Starbucks and the Seven Seas
Starbucks has done well in the U.S. and internationally, but international sales are still lagging, especially in Europe. In fact, just this month, Starbucks testified in front of a special committee in the U.K. that it had turned a profit there only once, in 2006. As a result, it has paid a mere 8.6 million pounds in tax since 1998 -- hence the special committee hearing. Starbucks has denied any wrongdoing, and highlighted the weakness that it faces in the U.K. market. While it's selling coffee, it's not selling enough to cover its costs.

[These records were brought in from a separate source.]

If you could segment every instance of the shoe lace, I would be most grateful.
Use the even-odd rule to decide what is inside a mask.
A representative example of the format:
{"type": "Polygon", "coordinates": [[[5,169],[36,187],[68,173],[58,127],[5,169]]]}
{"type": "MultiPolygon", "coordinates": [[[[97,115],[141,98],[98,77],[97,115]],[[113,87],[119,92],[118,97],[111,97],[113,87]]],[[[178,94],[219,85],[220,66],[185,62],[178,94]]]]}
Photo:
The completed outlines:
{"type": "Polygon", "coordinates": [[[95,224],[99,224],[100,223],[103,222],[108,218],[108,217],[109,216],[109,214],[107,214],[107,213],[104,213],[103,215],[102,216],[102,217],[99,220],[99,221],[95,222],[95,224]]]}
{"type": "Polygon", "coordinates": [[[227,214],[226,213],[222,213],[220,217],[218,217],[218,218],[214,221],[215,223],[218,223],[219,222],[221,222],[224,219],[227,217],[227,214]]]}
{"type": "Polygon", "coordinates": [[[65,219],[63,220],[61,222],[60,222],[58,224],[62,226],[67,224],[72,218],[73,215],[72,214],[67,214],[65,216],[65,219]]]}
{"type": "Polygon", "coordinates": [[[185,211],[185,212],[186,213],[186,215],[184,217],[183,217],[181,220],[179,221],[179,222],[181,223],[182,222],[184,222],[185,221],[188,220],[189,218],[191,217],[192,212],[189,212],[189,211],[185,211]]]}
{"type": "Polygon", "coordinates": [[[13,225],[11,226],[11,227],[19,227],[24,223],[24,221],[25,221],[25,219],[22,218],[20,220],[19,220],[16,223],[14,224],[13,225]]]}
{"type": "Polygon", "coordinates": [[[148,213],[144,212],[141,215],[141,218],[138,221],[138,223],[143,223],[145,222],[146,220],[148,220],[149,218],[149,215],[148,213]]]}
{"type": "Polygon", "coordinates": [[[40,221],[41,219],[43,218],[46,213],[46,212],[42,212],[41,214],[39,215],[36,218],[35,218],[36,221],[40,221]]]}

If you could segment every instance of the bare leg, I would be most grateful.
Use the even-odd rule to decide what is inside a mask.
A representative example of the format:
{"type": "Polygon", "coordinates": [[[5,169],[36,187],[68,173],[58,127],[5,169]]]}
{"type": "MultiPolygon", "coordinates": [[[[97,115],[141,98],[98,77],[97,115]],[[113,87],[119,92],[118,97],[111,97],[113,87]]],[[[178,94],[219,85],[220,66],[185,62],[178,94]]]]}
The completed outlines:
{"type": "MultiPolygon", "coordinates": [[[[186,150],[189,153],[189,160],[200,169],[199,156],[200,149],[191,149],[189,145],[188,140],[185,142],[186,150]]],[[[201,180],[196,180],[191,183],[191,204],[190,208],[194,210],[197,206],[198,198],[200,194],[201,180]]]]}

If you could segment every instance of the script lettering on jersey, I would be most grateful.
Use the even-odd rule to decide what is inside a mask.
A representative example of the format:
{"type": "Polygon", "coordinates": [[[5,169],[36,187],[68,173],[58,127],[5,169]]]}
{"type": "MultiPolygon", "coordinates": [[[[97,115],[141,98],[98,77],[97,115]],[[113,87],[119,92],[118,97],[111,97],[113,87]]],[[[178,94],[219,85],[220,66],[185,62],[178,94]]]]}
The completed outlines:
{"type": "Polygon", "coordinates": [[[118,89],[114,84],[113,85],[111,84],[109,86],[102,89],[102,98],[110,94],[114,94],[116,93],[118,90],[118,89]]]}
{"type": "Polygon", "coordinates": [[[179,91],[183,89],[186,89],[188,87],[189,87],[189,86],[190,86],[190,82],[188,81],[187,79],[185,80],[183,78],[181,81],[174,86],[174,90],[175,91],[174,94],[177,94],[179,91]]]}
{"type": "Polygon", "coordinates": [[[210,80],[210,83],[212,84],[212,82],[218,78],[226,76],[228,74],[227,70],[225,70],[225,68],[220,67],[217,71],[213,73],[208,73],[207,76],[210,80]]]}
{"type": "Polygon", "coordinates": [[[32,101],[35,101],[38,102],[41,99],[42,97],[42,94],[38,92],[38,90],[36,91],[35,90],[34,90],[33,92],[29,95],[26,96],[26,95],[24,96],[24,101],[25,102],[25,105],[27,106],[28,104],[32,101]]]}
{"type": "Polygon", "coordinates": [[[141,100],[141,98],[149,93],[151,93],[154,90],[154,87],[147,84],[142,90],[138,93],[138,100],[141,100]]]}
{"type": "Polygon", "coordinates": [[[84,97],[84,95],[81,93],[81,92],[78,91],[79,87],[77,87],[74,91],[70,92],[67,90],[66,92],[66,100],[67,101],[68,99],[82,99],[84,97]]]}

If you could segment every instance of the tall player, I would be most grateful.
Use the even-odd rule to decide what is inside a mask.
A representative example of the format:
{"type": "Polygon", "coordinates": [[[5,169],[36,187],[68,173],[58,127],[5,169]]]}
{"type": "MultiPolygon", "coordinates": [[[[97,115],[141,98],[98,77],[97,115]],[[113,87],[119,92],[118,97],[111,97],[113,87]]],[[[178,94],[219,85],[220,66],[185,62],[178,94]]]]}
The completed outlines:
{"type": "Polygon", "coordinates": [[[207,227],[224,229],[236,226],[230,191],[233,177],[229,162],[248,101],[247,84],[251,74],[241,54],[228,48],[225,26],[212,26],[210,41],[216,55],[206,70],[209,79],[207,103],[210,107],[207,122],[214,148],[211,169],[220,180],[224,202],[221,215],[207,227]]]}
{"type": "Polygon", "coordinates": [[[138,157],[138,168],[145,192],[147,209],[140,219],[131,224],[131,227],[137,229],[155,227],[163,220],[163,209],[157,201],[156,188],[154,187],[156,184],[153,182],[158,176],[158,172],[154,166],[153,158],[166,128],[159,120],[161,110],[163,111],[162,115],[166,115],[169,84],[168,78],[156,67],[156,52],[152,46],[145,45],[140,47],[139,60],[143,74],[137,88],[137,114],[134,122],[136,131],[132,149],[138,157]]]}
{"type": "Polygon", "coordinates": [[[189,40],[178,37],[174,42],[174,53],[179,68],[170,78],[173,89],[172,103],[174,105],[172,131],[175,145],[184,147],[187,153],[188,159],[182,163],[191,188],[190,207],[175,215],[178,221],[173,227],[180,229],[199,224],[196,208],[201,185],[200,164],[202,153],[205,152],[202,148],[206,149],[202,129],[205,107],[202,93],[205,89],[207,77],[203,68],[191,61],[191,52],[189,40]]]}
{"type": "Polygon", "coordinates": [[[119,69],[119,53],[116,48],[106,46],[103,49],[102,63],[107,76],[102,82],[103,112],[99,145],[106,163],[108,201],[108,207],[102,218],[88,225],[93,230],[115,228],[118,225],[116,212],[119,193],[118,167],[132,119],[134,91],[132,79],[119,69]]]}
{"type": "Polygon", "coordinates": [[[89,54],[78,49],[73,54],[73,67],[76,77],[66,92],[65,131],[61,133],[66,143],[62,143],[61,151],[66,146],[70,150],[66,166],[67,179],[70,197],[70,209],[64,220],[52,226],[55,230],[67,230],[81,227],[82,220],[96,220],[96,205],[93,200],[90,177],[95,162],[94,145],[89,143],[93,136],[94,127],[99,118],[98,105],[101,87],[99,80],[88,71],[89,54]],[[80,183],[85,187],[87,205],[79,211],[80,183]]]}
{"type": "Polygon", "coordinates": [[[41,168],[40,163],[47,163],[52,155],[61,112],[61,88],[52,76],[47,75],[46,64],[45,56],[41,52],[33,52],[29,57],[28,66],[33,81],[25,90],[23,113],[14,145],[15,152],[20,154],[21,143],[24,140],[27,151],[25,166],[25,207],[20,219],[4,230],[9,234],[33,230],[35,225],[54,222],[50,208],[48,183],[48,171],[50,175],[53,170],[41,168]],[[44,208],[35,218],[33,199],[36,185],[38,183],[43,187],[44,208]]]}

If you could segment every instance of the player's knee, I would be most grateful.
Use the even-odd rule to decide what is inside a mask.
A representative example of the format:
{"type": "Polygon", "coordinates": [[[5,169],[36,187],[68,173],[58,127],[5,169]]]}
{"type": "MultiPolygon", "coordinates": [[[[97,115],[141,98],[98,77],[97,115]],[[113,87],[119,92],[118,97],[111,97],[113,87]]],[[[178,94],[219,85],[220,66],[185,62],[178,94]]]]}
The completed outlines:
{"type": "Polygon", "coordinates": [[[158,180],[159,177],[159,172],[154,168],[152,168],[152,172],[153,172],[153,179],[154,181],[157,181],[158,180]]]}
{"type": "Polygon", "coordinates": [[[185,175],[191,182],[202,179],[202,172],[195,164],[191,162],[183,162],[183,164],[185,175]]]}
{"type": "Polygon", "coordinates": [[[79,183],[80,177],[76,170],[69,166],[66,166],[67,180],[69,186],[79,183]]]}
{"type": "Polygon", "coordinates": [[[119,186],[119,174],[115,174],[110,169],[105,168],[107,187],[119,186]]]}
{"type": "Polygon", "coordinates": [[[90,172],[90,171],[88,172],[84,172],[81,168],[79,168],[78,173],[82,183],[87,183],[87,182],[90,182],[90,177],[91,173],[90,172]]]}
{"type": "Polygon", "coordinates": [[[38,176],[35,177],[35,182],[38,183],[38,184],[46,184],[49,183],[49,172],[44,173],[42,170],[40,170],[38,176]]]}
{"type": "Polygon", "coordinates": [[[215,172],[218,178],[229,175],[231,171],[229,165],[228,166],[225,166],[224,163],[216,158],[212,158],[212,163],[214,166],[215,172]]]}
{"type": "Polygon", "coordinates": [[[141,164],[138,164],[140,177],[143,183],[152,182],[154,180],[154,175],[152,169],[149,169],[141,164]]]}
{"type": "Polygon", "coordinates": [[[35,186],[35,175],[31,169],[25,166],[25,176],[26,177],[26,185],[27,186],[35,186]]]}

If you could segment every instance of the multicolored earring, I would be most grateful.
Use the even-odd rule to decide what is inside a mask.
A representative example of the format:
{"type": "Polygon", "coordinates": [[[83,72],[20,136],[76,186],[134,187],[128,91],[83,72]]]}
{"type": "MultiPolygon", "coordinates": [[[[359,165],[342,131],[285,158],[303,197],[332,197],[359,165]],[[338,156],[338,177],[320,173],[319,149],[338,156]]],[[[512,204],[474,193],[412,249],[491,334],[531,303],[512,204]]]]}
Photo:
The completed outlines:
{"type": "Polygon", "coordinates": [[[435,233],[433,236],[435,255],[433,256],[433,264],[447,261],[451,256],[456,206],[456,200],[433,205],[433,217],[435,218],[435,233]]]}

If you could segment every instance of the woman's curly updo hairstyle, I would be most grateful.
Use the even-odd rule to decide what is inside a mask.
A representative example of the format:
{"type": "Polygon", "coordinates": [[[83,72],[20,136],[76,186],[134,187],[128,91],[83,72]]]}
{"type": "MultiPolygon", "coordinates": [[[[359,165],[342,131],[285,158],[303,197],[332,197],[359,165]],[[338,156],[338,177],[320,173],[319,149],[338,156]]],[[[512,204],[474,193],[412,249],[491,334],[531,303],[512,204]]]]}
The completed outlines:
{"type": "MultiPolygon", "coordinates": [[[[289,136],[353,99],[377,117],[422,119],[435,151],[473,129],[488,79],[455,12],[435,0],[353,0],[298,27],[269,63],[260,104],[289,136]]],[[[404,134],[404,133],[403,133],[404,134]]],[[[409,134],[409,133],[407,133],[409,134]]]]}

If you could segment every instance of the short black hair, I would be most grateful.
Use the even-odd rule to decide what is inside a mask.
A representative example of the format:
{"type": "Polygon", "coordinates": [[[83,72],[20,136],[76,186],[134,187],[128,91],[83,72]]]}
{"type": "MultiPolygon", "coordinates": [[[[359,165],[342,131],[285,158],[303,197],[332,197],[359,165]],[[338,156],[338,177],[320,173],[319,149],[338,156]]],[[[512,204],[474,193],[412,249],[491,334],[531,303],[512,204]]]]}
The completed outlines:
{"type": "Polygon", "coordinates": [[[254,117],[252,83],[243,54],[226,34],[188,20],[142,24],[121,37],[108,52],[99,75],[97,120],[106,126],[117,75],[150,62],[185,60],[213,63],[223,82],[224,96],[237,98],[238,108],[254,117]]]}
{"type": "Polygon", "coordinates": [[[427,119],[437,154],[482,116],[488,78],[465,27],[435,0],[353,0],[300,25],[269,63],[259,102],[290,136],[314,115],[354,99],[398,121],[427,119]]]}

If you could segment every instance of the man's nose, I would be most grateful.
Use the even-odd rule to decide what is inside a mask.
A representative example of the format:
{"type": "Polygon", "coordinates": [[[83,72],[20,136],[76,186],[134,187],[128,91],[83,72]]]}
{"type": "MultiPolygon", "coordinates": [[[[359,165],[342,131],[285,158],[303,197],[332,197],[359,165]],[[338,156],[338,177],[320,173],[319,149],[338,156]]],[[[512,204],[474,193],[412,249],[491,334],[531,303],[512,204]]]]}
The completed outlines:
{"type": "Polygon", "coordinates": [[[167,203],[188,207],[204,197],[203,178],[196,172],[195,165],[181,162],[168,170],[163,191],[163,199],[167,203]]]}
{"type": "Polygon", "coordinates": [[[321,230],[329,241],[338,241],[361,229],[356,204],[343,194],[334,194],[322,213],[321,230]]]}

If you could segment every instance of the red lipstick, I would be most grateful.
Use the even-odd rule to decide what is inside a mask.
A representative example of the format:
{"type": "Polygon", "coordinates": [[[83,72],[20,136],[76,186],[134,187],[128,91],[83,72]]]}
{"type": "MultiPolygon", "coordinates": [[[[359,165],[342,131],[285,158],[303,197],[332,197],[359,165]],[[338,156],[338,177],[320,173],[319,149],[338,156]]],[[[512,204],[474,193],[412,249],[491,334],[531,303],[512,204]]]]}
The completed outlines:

Tea might be the solution to that problem. According to the U.K. Tea Council, British consumers drink about 2.4 times more tea than they do coffee. Starbucks is also hoping that the tea business is higher-margin. The company posted an operating margin of 15% during the last fiscal year; Teavana hit 18.8%. The combination of increased overseas sales and higher margins could be just what the doctor ordered.
Lest we forget: synergy
Let's look at the last few wins that Starbucks gets out of the acquisition. It now has an additional range of teas that could be prepackaged for its new Via brewing system, which competes with Green Mountain Coffee Roasters' (NASDAQ:GMCR.DL) brewers. While Starbucks already owns the Tazo brand, it also already produces Tazo K-Cups for Green Mountain. By adding Teavana cups to its Via line, it can offer a unique tea product.
Starbucks has also increased its prepared cold-drink offerings this year, adding green coffee drinks to its menu. That technology should allow it to easily create a line of Teavana prepared bottled teas without incurring too many extra costs.
The bottom line
Last week, in desperation, I knocked back a Starbucks latte in the U.K. -- I do not recommend this approach. The company has yet to find its footing in Blighty, and a tea infusion could be the thing that helps it out. I was surprised yesterday to see the stock dip on the acquisition news. I think the Teavana brand is going to be a very big winner for Starbucks, and I'd be shocked if locations didn't start popping up overseas by the middle of next year. This is a good move, and one more reason to consider adding Starbucks to your portfolio.